紀寒洲道:“她敘述并不完整,但,據她所說,當時,我和主犯溝通的電話,那個叫張志的,讓我在兩個人質中選擇一個,她說,我當時選的是宋南梔。”
趙警官瞬間陷入了疑思:“怎么會這樣?”
委托律師也懷疑道:“她是不是記憶出現了混亂?在很多極端情況下,受害人遭受了重大的精神創傷和刺激,會患上創傷后應激障礙。”
紀寒洲道:“我不知道。但若是創傷后應激障礙,她那部分的敘述,卻又條理清晰,一些對話,也都對得上,只不過,前后有些出入。”
趙警官:“所以,是怎樣的出入呢?”
紀寒洲道:“無論如何,我和張志的通話,都不足以讓她覺得,我放棄過她。但她一口咬定,我當初選擇了宋南梔,放棄了她,和她肚子里的兩個孩子。她覺得,我拋妻棄子在先。”

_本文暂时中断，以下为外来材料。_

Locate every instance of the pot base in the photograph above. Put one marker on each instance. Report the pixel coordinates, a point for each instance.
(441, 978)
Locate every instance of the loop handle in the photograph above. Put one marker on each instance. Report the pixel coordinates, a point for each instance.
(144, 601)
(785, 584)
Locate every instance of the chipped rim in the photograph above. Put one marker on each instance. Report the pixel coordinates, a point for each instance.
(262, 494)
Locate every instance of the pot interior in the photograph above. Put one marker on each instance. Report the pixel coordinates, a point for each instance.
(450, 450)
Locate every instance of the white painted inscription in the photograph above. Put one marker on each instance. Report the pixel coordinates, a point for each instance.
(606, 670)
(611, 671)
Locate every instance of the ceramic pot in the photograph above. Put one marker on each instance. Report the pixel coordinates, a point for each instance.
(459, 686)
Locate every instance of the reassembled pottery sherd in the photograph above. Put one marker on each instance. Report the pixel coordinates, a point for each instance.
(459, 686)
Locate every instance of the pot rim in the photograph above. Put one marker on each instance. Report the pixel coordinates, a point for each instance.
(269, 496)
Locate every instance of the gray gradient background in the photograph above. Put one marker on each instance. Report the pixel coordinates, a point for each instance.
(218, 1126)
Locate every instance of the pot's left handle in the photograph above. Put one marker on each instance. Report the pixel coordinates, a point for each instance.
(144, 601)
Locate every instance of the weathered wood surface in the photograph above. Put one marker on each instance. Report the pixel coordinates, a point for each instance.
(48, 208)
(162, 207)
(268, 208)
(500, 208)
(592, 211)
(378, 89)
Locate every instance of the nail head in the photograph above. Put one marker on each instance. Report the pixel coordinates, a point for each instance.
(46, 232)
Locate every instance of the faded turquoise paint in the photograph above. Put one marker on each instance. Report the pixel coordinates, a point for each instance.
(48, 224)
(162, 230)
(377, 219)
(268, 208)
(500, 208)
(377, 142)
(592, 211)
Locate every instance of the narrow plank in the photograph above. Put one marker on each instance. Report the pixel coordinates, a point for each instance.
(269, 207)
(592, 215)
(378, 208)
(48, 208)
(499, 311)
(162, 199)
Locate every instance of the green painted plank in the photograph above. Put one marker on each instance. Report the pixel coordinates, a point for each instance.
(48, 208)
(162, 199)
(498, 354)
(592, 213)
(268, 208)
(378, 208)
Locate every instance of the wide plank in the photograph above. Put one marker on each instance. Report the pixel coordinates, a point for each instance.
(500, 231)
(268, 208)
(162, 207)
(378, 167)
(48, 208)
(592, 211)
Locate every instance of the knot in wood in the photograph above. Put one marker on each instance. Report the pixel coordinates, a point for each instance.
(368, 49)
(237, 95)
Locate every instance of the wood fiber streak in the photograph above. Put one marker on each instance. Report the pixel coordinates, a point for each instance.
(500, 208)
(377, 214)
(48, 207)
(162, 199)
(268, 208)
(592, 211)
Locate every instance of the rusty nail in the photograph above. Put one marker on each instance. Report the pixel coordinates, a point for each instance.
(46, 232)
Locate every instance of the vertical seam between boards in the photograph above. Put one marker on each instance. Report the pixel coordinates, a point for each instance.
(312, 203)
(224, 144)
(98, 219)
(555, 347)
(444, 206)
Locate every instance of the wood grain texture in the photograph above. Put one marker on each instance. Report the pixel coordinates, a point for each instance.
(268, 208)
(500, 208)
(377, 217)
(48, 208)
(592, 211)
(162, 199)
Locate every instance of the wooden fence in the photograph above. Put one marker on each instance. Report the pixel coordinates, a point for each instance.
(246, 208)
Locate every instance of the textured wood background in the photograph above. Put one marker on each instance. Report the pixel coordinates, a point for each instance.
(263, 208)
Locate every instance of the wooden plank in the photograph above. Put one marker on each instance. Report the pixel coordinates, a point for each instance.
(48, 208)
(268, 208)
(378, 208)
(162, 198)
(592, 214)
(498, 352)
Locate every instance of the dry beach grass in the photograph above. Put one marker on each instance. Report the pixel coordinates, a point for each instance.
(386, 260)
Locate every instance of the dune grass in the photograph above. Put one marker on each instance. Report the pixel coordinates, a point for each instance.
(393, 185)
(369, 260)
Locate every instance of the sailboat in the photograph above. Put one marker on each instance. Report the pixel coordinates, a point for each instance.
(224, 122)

趙警官聽了,有些頭疼地椽了椽眉心:“怎么會這樣......我記得,你當初和綁匪一共三次交涉。三次交涉,都失敗了。其實,有關這一點,我一直覺得很蹊蹺。有些邏輯,著實梳理不通。”
紀寒洲:“譬如?”
趙警官:“對方敢提出一個億的贖金,這說明,他是謀財,也知道你有這樣的財力支撐。他又是有前科的,應當知道,綁架是什么罪行,綁架殺人,又是什么罪行,如果,他是為了謀財,那么,在你第一次提出,兩億贖金贖回兩名人質的時候,他卻猶豫了。我沒記錯的話,第一次談判,在你要求釋放兩名人質的時候,他立刻掛斷了電話。”
紀寒洲道:“我也覺得這一點很不可理喻。”
趙警官:“雖然,這是我從業以來,接手的第一個涉及綁架以及高額贖金的案子,但是,綁匪的要求,根本不符合常理。既是謀財,為何害命,既是害命,為何謀財。其實在之后的研判會上,我和幾個同事討論過,這件案子蹊蹺的地方,不止這一點。第一,他向你索要贖金,但他似乎對你的財富預估錯誤。在他看來,以你的彩禮,一個億的贖金已是天文數字,但你之后追加到兩億,給了他很大的震撼,所以,我想,他一定錯判了你的財力,一時不知如何應對,才如此緊急匆忙地掛斷電話。”
紀寒洲擰了擰眉,卻沒有打斷他。
趙警官:“第二,既是綁架,人質是他謀求贖金的重要工具,他為何拒絕你追加贖金的談判,而選擇......撕票?”